While supporting the broader aims of increasing flexibility for consumers around pension and post-retirement planning, Fidelity’s head of retirement insight Alan Higham believes the sheer amount of change being enacted is ‘confusing’ consumers and known problems should be addressed first before new types of arrangements are introduced.

‘Today’s announcement of a third Pensions Bill in this parliament to legislate for collective DC schemes is badly timed and will further dilute resources that need to be applied to help people retiring today,’ he said.

'We would like to call for a pause within parliament from issuing more significant pension changes whilst we digest what’s on our plate now. Customers we speak to are totally confused by their choices which leads to paralysis of action which benefits few. Industry is inundated with demands from regulators and politicians whilst being asked to innovate.’

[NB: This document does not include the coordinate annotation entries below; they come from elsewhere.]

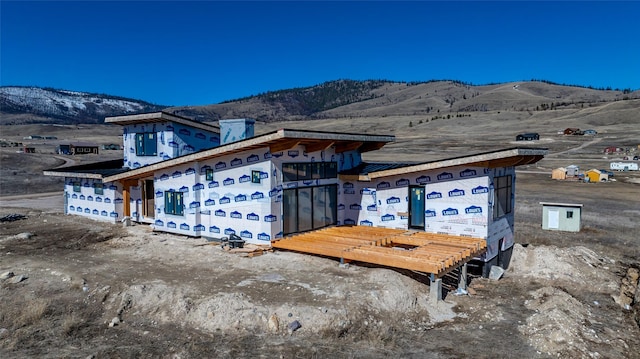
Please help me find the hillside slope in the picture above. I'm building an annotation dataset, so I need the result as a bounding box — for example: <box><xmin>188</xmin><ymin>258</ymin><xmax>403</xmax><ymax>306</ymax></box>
<box><xmin>0</xmin><ymin>86</ymin><xmax>165</xmax><ymax>125</ymax></box>
<box><xmin>0</xmin><ymin>80</ymin><xmax>640</xmax><ymax>124</ymax></box>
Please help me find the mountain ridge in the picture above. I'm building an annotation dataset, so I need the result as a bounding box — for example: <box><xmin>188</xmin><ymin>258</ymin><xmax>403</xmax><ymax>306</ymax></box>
<box><xmin>0</xmin><ymin>79</ymin><xmax>640</xmax><ymax>124</ymax></box>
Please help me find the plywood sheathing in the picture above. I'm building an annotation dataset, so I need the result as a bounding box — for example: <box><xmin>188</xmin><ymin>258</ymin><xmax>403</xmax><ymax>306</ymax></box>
<box><xmin>272</xmin><ymin>226</ymin><xmax>487</xmax><ymax>278</ymax></box>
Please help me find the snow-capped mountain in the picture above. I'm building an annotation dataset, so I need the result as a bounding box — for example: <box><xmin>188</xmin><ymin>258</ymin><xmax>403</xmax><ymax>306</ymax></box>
<box><xmin>0</xmin><ymin>86</ymin><xmax>166</xmax><ymax>124</ymax></box>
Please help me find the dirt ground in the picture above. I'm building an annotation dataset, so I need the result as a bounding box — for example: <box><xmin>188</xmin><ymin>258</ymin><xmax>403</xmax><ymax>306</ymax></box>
<box><xmin>0</xmin><ymin>117</ymin><xmax>640</xmax><ymax>358</ymax></box>
<box><xmin>0</xmin><ymin>178</ymin><xmax>640</xmax><ymax>358</ymax></box>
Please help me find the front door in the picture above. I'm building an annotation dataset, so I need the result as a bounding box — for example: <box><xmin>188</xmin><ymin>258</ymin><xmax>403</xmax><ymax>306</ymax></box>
<box><xmin>409</xmin><ymin>186</ymin><xmax>425</xmax><ymax>229</ymax></box>
<box><xmin>142</xmin><ymin>180</ymin><xmax>155</xmax><ymax>218</ymax></box>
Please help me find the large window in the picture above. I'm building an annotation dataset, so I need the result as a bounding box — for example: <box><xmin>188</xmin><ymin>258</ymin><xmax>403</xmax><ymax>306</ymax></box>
<box><xmin>493</xmin><ymin>175</ymin><xmax>513</xmax><ymax>219</ymax></box>
<box><xmin>164</xmin><ymin>191</ymin><xmax>184</xmax><ymax>216</ymax></box>
<box><xmin>282</xmin><ymin>162</ymin><xmax>338</xmax><ymax>182</ymax></box>
<box><xmin>136</xmin><ymin>132</ymin><xmax>158</xmax><ymax>156</ymax></box>
<box><xmin>282</xmin><ymin>185</ymin><xmax>338</xmax><ymax>235</ymax></box>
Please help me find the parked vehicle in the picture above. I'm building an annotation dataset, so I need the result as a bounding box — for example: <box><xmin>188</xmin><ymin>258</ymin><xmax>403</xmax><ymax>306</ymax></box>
<box><xmin>600</xmin><ymin>169</ymin><xmax>614</xmax><ymax>177</ymax></box>
<box><xmin>609</xmin><ymin>162</ymin><xmax>638</xmax><ymax>171</ymax></box>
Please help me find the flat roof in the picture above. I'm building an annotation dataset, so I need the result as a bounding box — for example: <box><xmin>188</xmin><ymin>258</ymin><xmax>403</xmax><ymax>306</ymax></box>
<box><xmin>104</xmin><ymin>129</ymin><xmax>395</xmax><ymax>182</ymax></box>
<box><xmin>43</xmin><ymin>159</ymin><xmax>129</xmax><ymax>179</ymax></box>
<box><xmin>341</xmin><ymin>147</ymin><xmax>549</xmax><ymax>181</ymax></box>
<box><xmin>104</xmin><ymin>111</ymin><xmax>220</xmax><ymax>133</ymax></box>
<box><xmin>540</xmin><ymin>202</ymin><xmax>583</xmax><ymax>207</ymax></box>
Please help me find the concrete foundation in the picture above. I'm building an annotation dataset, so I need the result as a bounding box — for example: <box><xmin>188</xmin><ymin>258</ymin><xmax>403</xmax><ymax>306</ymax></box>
<box><xmin>429</xmin><ymin>278</ymin><xmax>442</xmax><ymax>303</ymax></box>
<box><xmin>458</xmin><ymin>263</ymin><xmax>467</xmax><ymax>291</ymax></box>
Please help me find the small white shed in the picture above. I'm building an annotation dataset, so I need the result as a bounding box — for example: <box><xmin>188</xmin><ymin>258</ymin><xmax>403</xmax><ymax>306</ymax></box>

Higham pointed out that the industry is still waiting to hear the findings of the FCA’s detailed supervisory review of the at-retirement market and greater clarity is needed on how annuity pricing will be regulated ahead of forced annuitisation being abolished next April.

'People will have more choice than ever from April 2015,’ he said. ‘We need to prioritise fixing the known issues before then rather than legislating for schemes that no one wants nor needs at this moment.’

But Standard Life calls for further reform

However, Standard Life has called for further reform and is calling on the government to ‘review and consider’ its three key proposals.

These are the removal of all barriers to pension savers accessing flexible pension options, a scrapping of the upper age limit for DC schemes and increased employer tax breaks to fund employee guidance on options.

James Jenkins, Standard Life head of workplace strategy, said: ‘We warmly welcomed the increased flexibility and choice for savings introduced in the Budget, however we believe the government could go further.

‘The three recommendations we are outlining today would further simplify the savings landscape while increasing the flexibility on offer to savers. We are calling on the government to review and consider all of our proposals.’

Is going Dutch the way forward?

David Smith, a wealth management director at Bestinvest, said that collective DC schemes are no silver bullet for pension savers and arguably run contrary to the aim of enabling individuals to have greater control of their funds at retirement.

‘Collective pension funds work by pooling all members pension contributions together and the scheme will employ one uniform investment strategy, which is in direct contrast to UK pension schemes where members invariably select their own individual investment strategy,’ he said.

‘They will also physically pay out an individuals’ retirement income directly from the fund, thus avoiding the costs associated with annuity purchase, with pension income levels being calculated by a scheme actuary with the aim of providing a level, or ideally increasing, income in retirement."

While the theory may appear sound on paper, they are not without problems, particularly in a market such as the UK.

Smith said: ‘For collective pension schemes to work effectively you need economies of scale, as the more monies that are invested, the lower the associated charges will be and therefore the higher pension incomes will be. However, the UK pension market is already extraordinarily fragmented and as a result, it is highly unlikely that such schemes will establish sufficient critical masse to work as well as they theoretically could.

He added: ‘Maybe if such schemes had been made available as part of the role out of workplace pensions and as an alternative to Nest the concept would have stood chance? However, launching such a vehicle after all the many thousands of employers in the UK have gone through the costs and administrative burden of bringing in a workplace pension, is dumbfounding.’

‘Perversely, it is rumoured that due to a number of such schemes performing poorly in the Netherlands, serious consideration is being given to ditching these collective pensions and employing the UK individual pension model. All in all, this is double-dutch to me.’